Regarding healthcare reform, Ethan Rome, executive director of Health Care for America Now, says, “After two years of raging debate about health care and the most expensive and polarizing presidential election campaign in our nation’s history, Obamacare won tonight – and it's here to stay. The re-election of President Obama seals the deal.”

However, a key question remains, whether, as rumored, the administration moves to delay implementation of the exchange system from Jan. 1, 2014 to perhaps Jan. 2015.

Beth Mantz-Steindecker, a health regulatory analyst at Washington Analysis, is suggesting that implementation of the exchanges may be pushed back because so few states are prepared to implement the program.

Washington Analysis analyst Ira Loss also confirms that it is unlikely that insurance agents will be able to win an exemption from the Medical Loss Ratio, given the election results.

Such legislation has passed a House panel, but whether the full House will decide to proceed with floor action in the face of the Senate Democrats likely blocking such a bill is a very big question.

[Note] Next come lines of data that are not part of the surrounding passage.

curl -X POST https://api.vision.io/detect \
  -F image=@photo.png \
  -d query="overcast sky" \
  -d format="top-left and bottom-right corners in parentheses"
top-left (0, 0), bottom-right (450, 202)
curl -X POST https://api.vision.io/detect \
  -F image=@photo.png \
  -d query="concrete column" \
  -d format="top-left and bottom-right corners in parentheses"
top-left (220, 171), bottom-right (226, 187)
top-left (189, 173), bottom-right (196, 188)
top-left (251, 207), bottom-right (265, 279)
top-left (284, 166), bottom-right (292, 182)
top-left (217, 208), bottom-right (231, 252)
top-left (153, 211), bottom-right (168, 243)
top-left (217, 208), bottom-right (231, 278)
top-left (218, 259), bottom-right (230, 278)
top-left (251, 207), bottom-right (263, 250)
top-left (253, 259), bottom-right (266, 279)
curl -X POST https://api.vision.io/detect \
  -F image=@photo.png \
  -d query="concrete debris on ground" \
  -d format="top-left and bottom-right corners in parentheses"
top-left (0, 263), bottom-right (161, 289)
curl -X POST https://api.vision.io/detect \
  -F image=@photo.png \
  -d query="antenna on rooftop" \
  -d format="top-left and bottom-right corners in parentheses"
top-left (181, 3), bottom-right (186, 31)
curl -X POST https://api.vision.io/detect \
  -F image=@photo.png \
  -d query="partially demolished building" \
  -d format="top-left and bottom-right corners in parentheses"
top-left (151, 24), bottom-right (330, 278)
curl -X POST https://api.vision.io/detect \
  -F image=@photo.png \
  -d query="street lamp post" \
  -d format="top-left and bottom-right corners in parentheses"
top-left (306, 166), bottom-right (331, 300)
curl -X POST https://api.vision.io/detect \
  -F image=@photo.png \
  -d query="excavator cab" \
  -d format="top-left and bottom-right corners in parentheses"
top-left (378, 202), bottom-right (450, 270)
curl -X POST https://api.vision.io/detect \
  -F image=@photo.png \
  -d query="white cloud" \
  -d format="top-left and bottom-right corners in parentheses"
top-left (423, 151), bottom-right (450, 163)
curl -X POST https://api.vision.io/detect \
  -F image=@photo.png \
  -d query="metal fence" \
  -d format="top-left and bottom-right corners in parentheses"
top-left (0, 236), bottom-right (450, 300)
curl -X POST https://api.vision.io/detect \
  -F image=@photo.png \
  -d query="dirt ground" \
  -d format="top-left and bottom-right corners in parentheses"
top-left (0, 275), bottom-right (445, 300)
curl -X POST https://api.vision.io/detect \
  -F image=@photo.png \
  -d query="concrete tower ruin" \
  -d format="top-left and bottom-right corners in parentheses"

At the same time, the likelihood is that release of the report on proposals to modernize regulation of the insurance system is likely imminent. The report, mandated by the DFA and supposed to have been released in January, has been kept in cold storage by the Treasury Department out of concern it would generate partisan attacks.

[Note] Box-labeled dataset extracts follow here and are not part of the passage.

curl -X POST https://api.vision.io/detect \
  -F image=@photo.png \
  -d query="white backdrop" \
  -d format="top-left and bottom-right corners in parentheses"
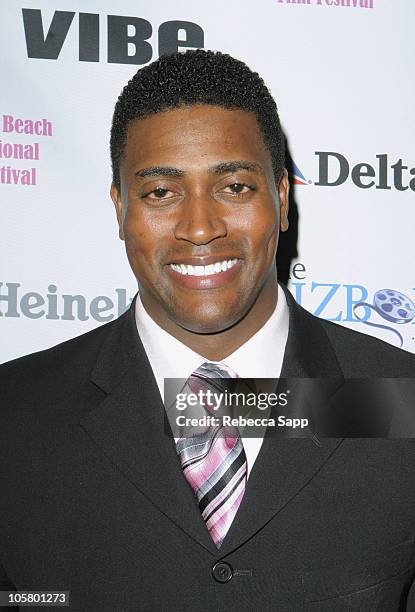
top-left (0, 0), bottom-right (415, 361)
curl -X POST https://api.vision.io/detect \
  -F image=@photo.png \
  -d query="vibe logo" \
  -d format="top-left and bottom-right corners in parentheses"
top-left (22, 8), bottom-right (204, 64)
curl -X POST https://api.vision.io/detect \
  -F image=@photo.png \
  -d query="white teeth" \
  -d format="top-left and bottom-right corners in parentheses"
top-left (170, 259), bottom-right (238, 276)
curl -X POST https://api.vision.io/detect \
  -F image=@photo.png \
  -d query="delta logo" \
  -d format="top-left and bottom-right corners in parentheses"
top-left (289, 151), bottom-right (415, 191)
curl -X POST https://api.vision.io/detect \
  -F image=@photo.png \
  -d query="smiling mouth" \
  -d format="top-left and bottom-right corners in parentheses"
top-left (169, 259), bottom-right (239, 276)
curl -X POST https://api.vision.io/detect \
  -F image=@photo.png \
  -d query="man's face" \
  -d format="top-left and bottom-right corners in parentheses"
top-left (111, 105), bottom-right (288, 333)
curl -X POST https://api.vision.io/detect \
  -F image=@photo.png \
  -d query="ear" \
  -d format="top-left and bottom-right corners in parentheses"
top-left (110, 183), bottom-right (124, 240)
top-left (278, 168), bottom-right (290, 232)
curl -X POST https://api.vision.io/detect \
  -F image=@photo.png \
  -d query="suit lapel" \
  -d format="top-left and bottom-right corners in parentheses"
top-left (220, 287), bottom-right (343, 555)
top-left (81, 303), bottom-right (217, 554)
top-left (81, 287), bottom-right (342, 556)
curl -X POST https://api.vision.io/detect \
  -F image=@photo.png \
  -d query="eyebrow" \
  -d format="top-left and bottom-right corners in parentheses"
top-left (135, 166), bottom-right (184, 178)
top-left (208, 160), bottom-right (263, 174)
top-left (135, 160), bottom-right (264, 178)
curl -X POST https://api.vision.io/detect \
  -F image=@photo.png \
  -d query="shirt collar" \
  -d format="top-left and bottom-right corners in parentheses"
top-left (135, 288), bottom-right (289, 397)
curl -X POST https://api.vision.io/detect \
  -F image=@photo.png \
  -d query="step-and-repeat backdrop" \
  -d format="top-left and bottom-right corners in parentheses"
top-left (0, 0), bottom-right (415, 361)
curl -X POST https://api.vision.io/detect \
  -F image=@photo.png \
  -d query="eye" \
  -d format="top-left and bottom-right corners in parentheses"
top-left (144, 187), bottom-right (169, 200)
top-left (224, 183), bottom-right (256, 196)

The election also ensures that the Financial Stability Oversight Council will likely follow through on designating certain non-banks such as insurers as systemically significant, perhaps as early as early next month.

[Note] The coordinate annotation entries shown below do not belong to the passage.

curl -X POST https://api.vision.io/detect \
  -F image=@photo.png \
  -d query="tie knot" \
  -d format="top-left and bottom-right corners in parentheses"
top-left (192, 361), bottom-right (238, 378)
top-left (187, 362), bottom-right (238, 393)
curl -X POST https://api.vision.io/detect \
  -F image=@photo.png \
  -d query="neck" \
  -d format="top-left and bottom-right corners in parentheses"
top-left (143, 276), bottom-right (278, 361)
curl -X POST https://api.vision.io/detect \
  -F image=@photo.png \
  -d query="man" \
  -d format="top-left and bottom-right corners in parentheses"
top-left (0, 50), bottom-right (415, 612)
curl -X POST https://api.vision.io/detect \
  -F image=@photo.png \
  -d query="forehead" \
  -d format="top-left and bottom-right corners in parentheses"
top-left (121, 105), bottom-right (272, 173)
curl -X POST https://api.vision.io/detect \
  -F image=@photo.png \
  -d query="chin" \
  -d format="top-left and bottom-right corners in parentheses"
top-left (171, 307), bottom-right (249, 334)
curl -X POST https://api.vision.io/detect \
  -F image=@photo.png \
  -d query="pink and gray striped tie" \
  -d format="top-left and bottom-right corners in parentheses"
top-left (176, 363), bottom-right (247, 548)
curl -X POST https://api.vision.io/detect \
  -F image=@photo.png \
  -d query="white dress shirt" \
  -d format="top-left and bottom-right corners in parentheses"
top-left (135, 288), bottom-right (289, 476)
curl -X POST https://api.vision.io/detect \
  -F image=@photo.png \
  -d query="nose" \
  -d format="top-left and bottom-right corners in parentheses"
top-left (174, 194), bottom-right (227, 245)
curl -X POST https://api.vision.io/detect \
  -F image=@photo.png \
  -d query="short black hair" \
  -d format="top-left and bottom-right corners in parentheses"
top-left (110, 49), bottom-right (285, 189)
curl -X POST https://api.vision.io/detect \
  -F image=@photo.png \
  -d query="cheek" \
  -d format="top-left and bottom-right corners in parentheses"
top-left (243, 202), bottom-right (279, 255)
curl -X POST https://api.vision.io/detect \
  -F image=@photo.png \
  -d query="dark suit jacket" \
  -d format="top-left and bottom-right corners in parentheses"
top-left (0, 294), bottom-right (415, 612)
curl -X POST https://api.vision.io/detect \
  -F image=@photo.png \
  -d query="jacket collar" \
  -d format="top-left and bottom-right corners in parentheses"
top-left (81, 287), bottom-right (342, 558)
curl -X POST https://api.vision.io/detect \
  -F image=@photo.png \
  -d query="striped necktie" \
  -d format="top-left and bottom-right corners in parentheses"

The likely insurance company candidates are American International Group, MetLife and Prudential Insurance.

It also means that consolidated regulation of insurance companies which operate thrift holding companies will proceed. Implementation will likely be delayed beyond Jan. 1, and revisions in the proposed rules, which insurance companies universally oppose, are likely. The Fed might even postpone implementation until 2015; however, there ultimately will be consolidated regulation of insurance companies by the Federal Reserve Board, with or without congressional debate.

The election could have implications for the Terrorism Risk Insurance Act as well, which expires Dec. 31, 2014. Lehrer says, “Any sort of TRIA reauthorization faces a real struggle and I would doubt that the program will survive in its current form. That said, the very nature of the terrorist threat means that something, somewhere will probably continue to exist.”

There will also be key changes on House committees, with Rep. Jeb Hensarling, R-Texas, a strong supporter of the insurance industry, likely taking over as chairman of the House Financial Services Committee. The outgoing chairman is Rep. Spencer Bachus, R-Ala. And, with the decision of Rep. Barney Frank, D-Mass., not to run for re-election, he will likely be replaced as ranking member by Rep. Maxine Waters, D-Calif.

In acknowledging his victory, President Obama strongly signaled a renewed attempt to work across the congressional aisle with Republicans. And, in his concession speech, Republican Mitt Romney also dropped the stridency of the presidential campaign, and implied he would not attempt to hinder the president in carrying out government policies.

This could have implications for the “fiscal cliff” negotiations. A key Republican senator was quoted before the election as saying that if President Obama is re-elected, Republicans would have to bend to give him some tax increases in order to fend off a huge cut in defense spending.

"We might as well cut a deal," Sen. James DeMint, R-S.C., said of what would happen if Obama wins. "If Republicans want to maintain the defense, we're going to have to give tax increases to Obama."

“When Jim DeMint is suddenly open to revenues, you know the tide is turning," a grinning Sen. Charles Schumer, D-N.Y., responded.